Ils soulignent l’obligation faite aux praticiens libéraux d’assurer la permanence des soins, sans prendre en compte la fragilité et la saturation de l’activité libérale. De plus, ils pointent du doigt l’inaction face à l’épuisement professionnel des médecins généralistes, dont 45 % seraient en burn-out, sans pour autant alléger leur charge de travail.
Une approche qui manque d’ambition et de vision
La PPL Valletoux, selon Jeunes Médecins, manque d’ambition par rapport à la loi HPST. Ils soulignent que Valletoux, député et ancien chef de la Fédération des hôpitaux de France (FHF) de 2011 à 2022, n’a pas réussi à changer le système malgré sa position. De même, ils notent son soutien au Ségur de la Santé, un accord qui a mobilisé 30 milliards d’euros pour l’hôpital sans réussir à sauver le système de santé.
Ils soulignent également que la proposition de loi sera probablement votée le mois prochain, tout en incorporant de nouvelles obligations et mesures contraignantes par le biais d’amendements. Ils craignent que cette approche ne contourne la démocratie sociale et n’impose par la loi des mesures qui devraient être discutées avec les syndicats lors des négociations conventionnelles.

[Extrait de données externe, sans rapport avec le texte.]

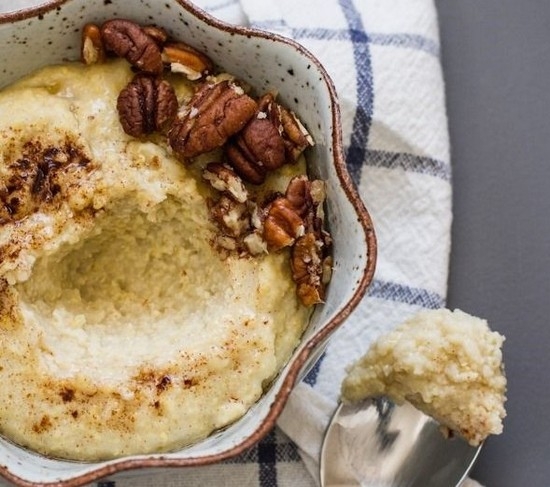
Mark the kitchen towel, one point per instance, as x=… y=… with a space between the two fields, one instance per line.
x=384 y=59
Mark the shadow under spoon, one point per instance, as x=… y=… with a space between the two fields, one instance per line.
x=378 y=443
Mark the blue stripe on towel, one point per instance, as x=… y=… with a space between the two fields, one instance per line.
x=356 y=152
x=408 y=41
x=409 y=162
x=402 y=293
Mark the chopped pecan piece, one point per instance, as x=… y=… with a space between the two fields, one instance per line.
x=310 y=270
x=128 y=40
x=231 y=216
x=293 y=133
x=215 y=113
x=239 y=157
x=296 y=137
x=158 y=34
x=92 y=50
x=147 y=104
x=282 y=225
x=187 y=60
x=224 y=179
x=298 y=193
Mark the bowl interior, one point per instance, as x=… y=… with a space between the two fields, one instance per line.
x=51 y=34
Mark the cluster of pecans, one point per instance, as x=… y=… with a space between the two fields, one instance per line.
x=255 y=136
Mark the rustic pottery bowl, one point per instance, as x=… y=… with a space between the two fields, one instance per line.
x=50 y=33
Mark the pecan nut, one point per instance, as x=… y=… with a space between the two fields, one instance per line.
x=214 y=113
x=225 y=180
x=231 y=216
x=158 y=34
x=147 y=104
x=310 y=269
x=295 y=136
x=282 y=225
x=92 y=50
x=128 y=40
x=187 y=60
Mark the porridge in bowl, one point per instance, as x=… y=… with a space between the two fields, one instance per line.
x=161 y=247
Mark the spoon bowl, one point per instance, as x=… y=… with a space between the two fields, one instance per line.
x=378 y=443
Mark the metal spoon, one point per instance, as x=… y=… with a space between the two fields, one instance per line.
x=377 y=443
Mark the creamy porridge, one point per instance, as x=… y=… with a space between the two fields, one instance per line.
x=446 y=363
x=142 y=306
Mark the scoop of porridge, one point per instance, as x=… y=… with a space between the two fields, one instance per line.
x=446 y=363
x=129 y=322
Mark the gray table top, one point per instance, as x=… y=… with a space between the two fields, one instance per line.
x=496 y=61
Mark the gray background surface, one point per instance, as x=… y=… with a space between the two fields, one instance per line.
x=496 y=61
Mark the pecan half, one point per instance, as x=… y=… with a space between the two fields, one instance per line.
x=92 y=50
x=282 y=225
x=214 y=113
x=147 y=104
x=224 y=179
x=187 y=60
x=128 y=40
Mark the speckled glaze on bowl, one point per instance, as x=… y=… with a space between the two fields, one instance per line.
x=51 y=33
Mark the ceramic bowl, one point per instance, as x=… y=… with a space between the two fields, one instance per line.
x=50 y=33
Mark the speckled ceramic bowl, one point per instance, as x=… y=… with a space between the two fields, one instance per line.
x=51 y=33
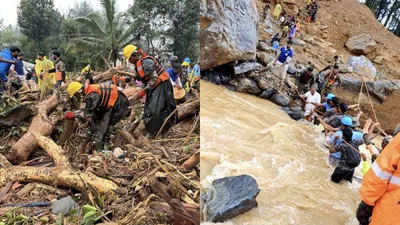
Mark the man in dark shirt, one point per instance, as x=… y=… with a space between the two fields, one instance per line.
x=343 y=170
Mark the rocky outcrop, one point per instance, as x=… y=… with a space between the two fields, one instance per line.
x=362 y=44
x=362 y=65
x=228 y=32
x=280 y=99
x=229 y=197
x=247 y=85
x=246 y=67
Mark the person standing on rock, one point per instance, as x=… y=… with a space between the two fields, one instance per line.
x=332 y=80
x=267 y=7
x=311 y=97
x=292 y=33
x=306 y=79
x=282 y=63
x=160 y=102
x=277 y=10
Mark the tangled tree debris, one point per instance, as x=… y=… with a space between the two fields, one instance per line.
x=136 y=181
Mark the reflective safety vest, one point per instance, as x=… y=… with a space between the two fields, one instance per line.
x=332 y=80
x=108 y=93
x=161 y=73
x=381 y=185
x=115 y=79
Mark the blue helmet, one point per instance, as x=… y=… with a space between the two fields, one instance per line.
x=347 y=121
x=330 y=96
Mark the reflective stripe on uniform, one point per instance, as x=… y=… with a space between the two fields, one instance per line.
x=395 y=180
x=380 y=173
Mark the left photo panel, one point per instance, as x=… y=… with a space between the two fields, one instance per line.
x=99 y=112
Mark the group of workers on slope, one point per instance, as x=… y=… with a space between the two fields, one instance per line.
x=107 y=105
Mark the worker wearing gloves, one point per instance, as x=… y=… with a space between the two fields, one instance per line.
x=120 y=82
x=46 y=79
x=380 y=190
x=157 y=87
x=104 y=104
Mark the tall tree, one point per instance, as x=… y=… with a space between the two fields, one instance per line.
x=107 y=32
x=40 y=23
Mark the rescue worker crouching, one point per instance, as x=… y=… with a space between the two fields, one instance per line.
x=120 y=81
x=158 y=89
x=104 y=104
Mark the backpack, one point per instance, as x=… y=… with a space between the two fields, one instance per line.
x=353 y=157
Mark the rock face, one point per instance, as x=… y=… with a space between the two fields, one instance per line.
x=229 y=197
x=246 y=67
x=362 y=44
x=247 y=85
x=361 y=64
x=280 y=99
x=228 y=31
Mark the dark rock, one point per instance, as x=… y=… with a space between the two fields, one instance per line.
x=265 y=58
x=362 y=44
x=64 y=206
x=228 y=31
x=267 y=94
x=230 y=87
x=280 y=99
x=247 y=85
x=229 y=197
x=246 y=67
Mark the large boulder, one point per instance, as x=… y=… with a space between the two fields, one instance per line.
x=228 y=31
x=229 y=197
x=247 y=85
x=362 y=44
x=246 y=67
x=362 y=65
x=265 y=58
x=280 y=99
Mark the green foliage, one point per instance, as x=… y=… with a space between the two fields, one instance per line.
x=40 y=23
x=176 y=20
x=106 y=33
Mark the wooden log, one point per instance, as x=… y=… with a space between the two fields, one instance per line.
x=192 y=161
x=41 y=124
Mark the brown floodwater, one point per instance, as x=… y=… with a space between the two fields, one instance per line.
x=243 y=134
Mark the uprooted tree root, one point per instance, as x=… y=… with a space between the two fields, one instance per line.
x=157 y=181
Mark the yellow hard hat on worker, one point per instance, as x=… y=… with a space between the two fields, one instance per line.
x=128 y=50
x=73 y=87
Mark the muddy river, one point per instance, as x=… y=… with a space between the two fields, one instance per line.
x=242 y=134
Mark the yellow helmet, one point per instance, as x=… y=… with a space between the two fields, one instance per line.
x=128 y=50
x=73 y=87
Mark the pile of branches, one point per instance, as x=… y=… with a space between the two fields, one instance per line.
x=155 y=181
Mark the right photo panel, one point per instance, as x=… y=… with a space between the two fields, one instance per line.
x=299 y=112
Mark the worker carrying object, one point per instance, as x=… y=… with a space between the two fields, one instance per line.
x=104 y=104
x=87 y=74
x=380 y=190
x=156 y=86
x=120 y=81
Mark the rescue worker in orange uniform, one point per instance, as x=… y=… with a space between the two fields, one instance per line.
x=59 y=69
x=156 y=86
x=120 y=81
x=380 y=190
x=105 y=106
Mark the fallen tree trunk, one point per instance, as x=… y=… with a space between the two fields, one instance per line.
x=60 y=175
x=40 y=124
x=192 y=161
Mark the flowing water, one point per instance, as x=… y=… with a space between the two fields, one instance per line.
x=243 y=134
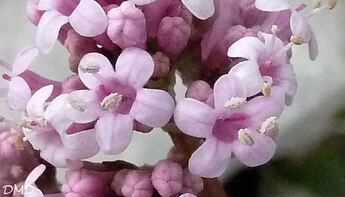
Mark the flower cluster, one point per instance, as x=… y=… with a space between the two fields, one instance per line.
x=233 y=56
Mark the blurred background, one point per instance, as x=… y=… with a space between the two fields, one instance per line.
x=310 y=160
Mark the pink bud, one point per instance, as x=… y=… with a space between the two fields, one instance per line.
x=71 y=84
x=138 y=184
x=82 y=183
x=119 y=180
x=162 y=65
x=167 y=178
x=191 y=183
x=127 y=26
x=173 y=35
x=199 y=90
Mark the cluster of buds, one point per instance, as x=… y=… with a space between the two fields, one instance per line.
x=233 y=56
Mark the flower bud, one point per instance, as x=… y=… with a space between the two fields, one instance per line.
x=127 y=26
x=167 y=178
x=137 y=184
x=82 y=183
x=173 y=35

Le cri d’alarme de Jeunes Médecins
Face à cette situation, Jeunes Médecins appelle à une mobilisation. Ils estiment que la PPL Valletoux ne résoudra pas les problèmes du système de santé et pourrait même accélérer sa détérioration. L’organisation met en garde contre le fait de demander davantage à ceux qui sont déjà à bout de forces, et appelle la jeune génération, qui sera la plus touchée, à se mobiliser.
Dans leur livre blanc, Jeunes Médecins propose plusieurs alternatives, comme la refonte des ordonnances Debré, la redéfinition des missions des établissements de santé publics et privés, des statuts de praticiens de second recours plus flexibles et un investissement majeur dans la médecine de premier recours.

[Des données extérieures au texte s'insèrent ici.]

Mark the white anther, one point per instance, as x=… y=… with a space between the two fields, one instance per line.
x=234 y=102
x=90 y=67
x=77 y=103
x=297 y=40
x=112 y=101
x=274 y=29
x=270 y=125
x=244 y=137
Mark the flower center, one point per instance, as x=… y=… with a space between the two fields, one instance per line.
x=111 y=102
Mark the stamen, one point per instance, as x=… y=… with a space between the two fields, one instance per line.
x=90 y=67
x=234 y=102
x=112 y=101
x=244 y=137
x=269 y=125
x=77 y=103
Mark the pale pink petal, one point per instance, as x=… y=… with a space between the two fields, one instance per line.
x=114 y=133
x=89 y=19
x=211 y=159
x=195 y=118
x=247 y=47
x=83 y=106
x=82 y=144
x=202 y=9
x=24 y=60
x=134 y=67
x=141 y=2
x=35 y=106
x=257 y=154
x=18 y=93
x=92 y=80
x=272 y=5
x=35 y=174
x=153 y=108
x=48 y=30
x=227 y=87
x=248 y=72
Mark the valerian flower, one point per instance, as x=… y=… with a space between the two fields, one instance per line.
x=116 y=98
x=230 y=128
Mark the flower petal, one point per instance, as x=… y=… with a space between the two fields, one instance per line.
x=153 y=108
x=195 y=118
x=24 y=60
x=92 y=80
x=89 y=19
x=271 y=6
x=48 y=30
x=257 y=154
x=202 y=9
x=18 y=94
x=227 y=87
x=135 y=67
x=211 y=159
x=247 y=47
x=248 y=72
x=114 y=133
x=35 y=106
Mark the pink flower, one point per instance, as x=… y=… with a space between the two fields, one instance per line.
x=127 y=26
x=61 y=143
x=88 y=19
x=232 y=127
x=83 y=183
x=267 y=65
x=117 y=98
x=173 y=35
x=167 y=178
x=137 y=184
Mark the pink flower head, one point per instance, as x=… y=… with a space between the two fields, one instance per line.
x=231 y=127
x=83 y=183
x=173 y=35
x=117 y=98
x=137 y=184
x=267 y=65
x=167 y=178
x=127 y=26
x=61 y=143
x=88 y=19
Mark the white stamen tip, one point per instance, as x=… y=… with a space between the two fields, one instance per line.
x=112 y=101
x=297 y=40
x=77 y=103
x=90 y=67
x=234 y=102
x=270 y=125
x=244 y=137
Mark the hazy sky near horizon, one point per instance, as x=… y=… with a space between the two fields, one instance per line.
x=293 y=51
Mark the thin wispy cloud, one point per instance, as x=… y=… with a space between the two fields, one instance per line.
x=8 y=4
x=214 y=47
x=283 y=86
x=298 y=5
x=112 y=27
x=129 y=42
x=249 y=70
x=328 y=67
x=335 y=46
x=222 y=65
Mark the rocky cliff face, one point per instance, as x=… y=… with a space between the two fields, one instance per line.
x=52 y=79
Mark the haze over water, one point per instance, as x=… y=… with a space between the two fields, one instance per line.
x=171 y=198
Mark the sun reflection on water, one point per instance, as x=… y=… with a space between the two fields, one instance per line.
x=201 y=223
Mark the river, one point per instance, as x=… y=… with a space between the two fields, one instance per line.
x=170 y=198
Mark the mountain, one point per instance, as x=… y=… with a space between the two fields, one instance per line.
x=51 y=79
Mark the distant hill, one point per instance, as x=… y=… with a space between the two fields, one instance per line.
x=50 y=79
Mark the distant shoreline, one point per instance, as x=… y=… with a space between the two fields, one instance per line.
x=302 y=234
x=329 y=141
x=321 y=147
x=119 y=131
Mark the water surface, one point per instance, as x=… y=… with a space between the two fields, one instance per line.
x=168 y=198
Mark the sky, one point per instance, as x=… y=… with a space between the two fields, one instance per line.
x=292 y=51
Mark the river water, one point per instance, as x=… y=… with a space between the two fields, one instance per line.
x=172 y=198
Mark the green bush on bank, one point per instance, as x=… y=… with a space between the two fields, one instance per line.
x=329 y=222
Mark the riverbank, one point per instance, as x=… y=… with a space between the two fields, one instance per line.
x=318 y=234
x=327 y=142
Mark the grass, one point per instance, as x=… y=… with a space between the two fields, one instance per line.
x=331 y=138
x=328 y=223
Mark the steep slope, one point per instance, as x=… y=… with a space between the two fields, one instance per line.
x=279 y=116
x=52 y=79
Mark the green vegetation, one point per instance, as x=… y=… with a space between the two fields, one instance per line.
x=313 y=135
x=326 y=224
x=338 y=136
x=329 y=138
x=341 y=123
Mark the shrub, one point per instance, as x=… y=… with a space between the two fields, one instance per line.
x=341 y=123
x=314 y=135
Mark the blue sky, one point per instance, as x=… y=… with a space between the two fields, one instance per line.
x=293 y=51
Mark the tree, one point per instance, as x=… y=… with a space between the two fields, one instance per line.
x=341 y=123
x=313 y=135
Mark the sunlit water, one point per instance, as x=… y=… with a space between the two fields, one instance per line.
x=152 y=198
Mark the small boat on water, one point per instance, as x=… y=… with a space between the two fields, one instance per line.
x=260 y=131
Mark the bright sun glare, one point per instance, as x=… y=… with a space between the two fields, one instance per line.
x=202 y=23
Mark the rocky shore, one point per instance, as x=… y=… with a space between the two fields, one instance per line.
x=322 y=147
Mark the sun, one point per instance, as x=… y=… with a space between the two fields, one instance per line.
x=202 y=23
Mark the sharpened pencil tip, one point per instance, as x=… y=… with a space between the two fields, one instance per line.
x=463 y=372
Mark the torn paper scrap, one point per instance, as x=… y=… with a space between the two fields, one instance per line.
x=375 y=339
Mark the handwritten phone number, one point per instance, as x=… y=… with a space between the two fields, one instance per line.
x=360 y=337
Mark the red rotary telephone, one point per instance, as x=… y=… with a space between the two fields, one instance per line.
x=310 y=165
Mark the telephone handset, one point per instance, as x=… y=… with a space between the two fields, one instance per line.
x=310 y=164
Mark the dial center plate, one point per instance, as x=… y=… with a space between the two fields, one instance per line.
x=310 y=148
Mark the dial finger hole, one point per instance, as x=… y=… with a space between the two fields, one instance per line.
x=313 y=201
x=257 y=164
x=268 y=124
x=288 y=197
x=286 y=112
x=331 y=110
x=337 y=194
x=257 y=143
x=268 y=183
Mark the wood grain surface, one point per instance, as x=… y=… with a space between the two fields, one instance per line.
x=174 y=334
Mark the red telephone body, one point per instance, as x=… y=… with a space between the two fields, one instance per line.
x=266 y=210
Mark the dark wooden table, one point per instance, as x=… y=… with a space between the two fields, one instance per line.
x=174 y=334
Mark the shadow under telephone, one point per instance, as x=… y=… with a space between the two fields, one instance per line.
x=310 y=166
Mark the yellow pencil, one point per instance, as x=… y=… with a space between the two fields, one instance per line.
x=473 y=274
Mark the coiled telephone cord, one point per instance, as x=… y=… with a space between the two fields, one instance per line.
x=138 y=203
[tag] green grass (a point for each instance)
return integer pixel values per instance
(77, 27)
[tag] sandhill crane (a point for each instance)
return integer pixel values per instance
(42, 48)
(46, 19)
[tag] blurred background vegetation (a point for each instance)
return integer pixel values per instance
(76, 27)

Bien que la PPL Valletoux vise à remodeler le système de santé, Jeunes Médecins se montre sceptique quant à son efficacité. Ils mettent en lumière la nécessité d’une refonte plus profonde, d’une vision plus ambitieuse et d’une approche qui prenne en compte les besoins réels des professionnels de santé. Selon eux, la loi ne devrait pas être une contrainte supplémentaire, mais un levier pour une meilleure prise en charge des patients et un meilleur environnement de travail pour les professionnels de santé. L’organisation espère que son cri d’alarme sera entendu et que la jeune génération de médecins se mobilisera pour porter cette vision.